May 06, 2015

Podcast Episode 55: We Assemble For AVENGERS: AGE OF ULTRON


We're passing what feels like the halfway mark of the Marvel's grand cinematic plan and I'm happy to report that the state of the MCU is strong.

I'm a big fan of the first Avengers. It's one of those movies that my wife and I can pretty much watch at the drop of a hat, whether it be for 20 minutes for the full running time. It's light and it's fun and it's full of of these incredible moments of unbridled joy. I would caution you not to expect quite the same experience from Age Of Ultron, which isn't to say it's not an expertly crafted summer blockbuster or that it somehow lacks in entertainment value. It's just a different kind of beast.

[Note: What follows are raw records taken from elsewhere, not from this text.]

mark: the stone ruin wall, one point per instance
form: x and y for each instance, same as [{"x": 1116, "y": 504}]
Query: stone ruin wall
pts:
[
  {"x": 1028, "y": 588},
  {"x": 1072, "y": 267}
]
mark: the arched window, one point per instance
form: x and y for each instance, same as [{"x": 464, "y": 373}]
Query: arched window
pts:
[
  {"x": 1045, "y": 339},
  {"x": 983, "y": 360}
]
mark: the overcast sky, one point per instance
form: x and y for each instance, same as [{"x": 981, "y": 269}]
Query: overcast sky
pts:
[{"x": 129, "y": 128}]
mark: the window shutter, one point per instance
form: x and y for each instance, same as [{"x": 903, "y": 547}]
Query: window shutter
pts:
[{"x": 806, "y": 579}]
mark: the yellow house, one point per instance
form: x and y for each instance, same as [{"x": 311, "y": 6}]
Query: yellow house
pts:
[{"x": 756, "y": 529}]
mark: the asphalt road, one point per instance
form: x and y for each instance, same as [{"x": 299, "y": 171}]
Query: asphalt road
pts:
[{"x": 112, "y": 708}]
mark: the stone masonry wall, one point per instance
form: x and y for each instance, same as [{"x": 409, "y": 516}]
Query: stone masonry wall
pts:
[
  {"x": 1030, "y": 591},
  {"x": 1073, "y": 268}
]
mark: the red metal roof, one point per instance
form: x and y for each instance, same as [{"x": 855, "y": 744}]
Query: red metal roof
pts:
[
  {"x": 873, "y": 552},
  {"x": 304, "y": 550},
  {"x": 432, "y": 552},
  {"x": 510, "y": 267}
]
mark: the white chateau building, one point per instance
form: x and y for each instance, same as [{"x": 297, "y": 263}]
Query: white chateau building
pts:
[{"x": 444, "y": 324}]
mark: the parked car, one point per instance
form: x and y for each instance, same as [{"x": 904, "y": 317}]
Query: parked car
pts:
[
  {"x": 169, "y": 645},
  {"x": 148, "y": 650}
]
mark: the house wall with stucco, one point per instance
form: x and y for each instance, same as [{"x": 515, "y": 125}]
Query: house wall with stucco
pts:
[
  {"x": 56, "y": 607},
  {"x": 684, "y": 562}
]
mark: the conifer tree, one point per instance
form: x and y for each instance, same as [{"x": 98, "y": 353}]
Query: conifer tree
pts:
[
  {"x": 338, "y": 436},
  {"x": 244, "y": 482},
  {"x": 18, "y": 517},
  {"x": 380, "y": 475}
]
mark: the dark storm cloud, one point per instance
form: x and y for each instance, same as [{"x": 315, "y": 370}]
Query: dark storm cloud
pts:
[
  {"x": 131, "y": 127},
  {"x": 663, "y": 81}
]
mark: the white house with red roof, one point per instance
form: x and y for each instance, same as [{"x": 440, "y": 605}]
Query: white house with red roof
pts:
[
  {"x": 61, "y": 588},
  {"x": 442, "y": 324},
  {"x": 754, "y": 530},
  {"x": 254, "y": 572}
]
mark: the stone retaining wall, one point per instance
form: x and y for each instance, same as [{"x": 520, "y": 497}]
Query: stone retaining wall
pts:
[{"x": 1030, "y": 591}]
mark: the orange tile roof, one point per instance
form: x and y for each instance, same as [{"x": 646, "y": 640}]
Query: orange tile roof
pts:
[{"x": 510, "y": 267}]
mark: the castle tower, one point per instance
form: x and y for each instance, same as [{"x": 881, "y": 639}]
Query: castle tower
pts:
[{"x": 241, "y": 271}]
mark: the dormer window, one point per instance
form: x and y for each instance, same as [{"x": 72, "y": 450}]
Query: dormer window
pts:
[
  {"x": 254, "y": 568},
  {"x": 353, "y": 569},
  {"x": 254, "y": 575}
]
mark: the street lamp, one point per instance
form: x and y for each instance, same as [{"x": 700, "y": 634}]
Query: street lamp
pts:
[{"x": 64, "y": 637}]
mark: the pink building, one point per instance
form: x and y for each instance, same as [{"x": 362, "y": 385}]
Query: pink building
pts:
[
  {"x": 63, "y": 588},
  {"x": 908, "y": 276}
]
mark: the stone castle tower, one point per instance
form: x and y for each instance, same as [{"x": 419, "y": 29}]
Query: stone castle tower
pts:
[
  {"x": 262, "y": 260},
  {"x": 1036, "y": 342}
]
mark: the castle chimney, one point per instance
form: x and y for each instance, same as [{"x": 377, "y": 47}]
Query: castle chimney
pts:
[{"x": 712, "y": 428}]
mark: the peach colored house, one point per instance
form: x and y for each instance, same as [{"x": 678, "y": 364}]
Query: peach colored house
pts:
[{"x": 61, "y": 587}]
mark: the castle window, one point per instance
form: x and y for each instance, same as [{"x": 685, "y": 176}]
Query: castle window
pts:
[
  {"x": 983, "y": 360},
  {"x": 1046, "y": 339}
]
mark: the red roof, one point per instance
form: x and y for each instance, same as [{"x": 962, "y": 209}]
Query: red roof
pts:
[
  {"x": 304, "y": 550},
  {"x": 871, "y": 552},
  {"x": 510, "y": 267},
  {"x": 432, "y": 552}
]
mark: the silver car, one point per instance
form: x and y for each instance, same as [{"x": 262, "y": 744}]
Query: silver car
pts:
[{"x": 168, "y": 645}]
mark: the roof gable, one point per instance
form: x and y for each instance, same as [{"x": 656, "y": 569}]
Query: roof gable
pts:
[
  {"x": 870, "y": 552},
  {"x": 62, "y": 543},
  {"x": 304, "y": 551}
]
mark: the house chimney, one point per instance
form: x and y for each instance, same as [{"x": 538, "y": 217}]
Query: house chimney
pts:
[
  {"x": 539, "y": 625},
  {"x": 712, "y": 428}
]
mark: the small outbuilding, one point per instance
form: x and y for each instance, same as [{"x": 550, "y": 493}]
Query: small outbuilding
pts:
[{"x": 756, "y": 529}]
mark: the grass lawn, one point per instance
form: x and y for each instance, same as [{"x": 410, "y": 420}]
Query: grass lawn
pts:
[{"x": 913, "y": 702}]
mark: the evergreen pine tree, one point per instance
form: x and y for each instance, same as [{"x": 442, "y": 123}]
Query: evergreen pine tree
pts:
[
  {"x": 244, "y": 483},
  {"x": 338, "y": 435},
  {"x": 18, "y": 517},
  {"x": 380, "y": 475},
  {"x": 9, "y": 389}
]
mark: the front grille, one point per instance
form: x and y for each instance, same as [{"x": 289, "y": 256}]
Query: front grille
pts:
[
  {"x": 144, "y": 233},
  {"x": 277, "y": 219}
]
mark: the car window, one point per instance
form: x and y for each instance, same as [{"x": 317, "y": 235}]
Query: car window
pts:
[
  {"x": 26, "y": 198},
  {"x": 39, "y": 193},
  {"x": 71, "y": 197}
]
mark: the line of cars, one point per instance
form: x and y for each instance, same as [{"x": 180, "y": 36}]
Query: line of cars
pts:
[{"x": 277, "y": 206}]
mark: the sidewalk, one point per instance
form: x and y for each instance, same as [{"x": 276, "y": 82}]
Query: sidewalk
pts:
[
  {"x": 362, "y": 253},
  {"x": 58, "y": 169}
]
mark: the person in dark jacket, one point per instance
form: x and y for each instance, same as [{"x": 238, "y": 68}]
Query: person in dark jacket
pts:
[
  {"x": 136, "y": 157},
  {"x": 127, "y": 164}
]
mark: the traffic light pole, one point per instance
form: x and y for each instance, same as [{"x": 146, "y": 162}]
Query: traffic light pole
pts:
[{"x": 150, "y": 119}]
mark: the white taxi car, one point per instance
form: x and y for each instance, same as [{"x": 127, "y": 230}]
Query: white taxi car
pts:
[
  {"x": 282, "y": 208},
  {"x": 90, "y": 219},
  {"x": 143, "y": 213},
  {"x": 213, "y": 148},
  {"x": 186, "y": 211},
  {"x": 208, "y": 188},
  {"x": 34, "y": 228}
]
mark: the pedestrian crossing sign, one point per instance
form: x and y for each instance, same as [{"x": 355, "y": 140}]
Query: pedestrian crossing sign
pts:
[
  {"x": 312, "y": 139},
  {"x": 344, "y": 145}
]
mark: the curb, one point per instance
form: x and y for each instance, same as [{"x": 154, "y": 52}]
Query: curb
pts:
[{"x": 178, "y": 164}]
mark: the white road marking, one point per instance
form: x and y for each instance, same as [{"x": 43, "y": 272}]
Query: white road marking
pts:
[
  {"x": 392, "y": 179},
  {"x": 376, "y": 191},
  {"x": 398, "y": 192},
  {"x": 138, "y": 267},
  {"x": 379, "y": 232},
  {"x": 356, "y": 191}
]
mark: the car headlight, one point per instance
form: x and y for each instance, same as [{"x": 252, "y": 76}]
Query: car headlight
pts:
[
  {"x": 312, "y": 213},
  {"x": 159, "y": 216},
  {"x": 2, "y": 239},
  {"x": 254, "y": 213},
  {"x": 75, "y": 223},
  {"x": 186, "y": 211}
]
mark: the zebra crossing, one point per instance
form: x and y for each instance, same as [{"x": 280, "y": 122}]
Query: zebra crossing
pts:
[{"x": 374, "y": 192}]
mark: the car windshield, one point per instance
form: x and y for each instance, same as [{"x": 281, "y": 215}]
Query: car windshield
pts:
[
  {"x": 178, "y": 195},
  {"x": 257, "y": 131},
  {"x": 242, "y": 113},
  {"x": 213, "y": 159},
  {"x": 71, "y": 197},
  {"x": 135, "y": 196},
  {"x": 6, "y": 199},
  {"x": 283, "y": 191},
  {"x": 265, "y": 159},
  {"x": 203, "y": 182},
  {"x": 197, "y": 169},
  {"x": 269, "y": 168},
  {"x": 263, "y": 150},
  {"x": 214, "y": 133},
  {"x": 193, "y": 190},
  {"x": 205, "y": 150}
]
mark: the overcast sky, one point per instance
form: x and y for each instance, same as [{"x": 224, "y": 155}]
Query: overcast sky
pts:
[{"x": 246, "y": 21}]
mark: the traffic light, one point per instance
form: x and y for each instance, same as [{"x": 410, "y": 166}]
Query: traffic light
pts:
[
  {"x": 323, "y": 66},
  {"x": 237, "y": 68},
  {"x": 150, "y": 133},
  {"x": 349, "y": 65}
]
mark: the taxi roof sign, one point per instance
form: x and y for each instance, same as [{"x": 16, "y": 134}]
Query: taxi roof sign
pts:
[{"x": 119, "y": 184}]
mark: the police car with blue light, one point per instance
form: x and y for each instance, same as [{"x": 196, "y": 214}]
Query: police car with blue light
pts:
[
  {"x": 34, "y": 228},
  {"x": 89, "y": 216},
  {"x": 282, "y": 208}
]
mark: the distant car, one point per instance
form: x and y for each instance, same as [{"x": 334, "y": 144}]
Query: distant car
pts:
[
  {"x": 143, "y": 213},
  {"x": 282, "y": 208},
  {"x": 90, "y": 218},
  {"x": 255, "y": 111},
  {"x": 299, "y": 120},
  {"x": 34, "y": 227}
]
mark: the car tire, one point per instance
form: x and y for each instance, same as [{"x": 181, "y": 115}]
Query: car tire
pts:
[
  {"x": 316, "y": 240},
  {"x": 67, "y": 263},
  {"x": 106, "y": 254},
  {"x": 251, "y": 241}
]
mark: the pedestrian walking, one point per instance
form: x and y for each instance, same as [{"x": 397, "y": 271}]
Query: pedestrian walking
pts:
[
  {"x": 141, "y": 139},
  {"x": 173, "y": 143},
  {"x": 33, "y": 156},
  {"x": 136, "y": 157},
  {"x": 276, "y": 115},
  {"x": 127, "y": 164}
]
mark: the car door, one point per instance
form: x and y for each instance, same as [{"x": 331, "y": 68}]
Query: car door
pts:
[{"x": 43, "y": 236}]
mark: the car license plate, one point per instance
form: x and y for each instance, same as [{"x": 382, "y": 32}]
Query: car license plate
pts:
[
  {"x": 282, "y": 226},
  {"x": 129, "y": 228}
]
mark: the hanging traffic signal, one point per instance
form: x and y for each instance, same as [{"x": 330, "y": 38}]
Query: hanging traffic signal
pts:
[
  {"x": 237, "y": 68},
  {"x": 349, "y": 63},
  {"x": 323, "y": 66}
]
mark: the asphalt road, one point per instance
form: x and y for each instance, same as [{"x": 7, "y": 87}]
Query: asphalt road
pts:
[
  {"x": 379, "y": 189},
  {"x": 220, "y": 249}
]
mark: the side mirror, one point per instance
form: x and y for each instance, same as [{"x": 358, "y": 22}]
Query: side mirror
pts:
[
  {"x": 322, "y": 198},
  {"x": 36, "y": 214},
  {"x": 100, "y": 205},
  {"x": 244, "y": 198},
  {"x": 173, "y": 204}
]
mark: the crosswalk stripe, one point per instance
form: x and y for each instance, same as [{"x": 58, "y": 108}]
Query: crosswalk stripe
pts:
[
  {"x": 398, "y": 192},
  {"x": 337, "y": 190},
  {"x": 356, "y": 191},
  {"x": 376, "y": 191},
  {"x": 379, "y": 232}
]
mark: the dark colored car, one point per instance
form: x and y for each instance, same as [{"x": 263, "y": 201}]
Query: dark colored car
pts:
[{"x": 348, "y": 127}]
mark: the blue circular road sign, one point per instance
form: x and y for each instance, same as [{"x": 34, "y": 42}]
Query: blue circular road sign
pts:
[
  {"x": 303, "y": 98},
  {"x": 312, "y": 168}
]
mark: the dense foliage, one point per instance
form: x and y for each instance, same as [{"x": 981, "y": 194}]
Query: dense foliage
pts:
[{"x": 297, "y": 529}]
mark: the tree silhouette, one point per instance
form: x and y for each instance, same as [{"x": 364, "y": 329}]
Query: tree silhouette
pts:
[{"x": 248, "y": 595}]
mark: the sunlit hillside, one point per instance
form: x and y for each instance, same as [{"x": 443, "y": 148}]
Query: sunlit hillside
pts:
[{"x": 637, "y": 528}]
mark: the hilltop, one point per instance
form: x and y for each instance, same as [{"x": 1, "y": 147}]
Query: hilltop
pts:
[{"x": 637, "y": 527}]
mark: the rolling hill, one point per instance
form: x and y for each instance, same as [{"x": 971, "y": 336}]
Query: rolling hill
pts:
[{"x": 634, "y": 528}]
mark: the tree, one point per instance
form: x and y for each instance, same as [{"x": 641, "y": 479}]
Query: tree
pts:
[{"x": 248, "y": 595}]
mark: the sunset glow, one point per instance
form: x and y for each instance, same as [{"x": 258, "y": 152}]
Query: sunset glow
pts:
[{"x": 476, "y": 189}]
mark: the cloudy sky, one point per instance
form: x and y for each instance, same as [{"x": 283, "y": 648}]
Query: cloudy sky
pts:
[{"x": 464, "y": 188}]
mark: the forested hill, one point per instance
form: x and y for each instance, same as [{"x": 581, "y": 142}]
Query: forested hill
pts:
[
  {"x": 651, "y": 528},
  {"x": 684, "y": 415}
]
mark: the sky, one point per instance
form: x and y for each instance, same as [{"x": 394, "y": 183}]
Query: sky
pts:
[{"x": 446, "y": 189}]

In a way, Ultron is a collection of contradictions; compared to the first Avengers, the latest entry is both darker and more exhilarating, more epic in scope yet also far more intimate in dealing with its characters. 

All your favorite Avengers are back and in fine form, but we’ve also got a host of new additions to the cast.  Elizabeth Olsen and Aaron Taylor-Johnson are fine as “the twins” Wanda and Pietro Maximoff (the accents are pretty hit-or-miss) but the real standouts are Paul Bettany, who absolutely kills it with only a few scenes as The Vision, and James Spader as the titular Ultron.  Spader is such a natural fit for Whedon’s trademark quippy dialogue that I can’t believe the pairing never occurred to me earlier.  It seems so obvious in retrospect.  

I just wish that, while Ultron does actually threaten to cause a global extinction level event, the action wasn't quite so contained.  With a title like Age Of Ultron, I was expecting, well, an age.  Something that redefines civilization, the kind of singular event that is spoken about in hushed tones from generation to generation, not just a week of individual battles where it feels like the villain is largely operating in the shadows.  I wanted Ultron to truly fuck up the world for a while, crashing communications networks or global finance or something.  Ultron drones descending upon major cities all across the globe.  Chaos on an epic fucking scale.  Granted this movie is certainly very globe-trotting, with major set pieces in Eastern Europe, Northern Africa, New York and South Korea, but each incident is pretty isolated and somewhat small scale.  The new status quo at the end also feels a bit too easy.  Sure, Hulk has sent himself into mysterious exile, but Thor has just gone back to Asgard while Hawkeye has retired to his family farm and Tony Stark has very politely and amicably gone into semi-retirement.  It basically feels like, while most everyone has left the Avengers, they can all come back whenever they get bored.  If you're gonna break up the band and replace them with the B-team, I'd like there to be some real dramatic obstacles to bringing everyone together again.

Since we’re dealing with a team of superheroes, it seemed only appropriate that I assemble a team of my own for this week’s podcast.  Believe it or not, our conversation actually went much, MUCH longer but, at Jamie's suggestion, I'm trying to keep the podcasts shorter than the running time of the movies we're talking about.  We tackle Joss Whedon’s propensity for killing beloved characters, the film’s tricky onscreen romance and even answer some listener questions!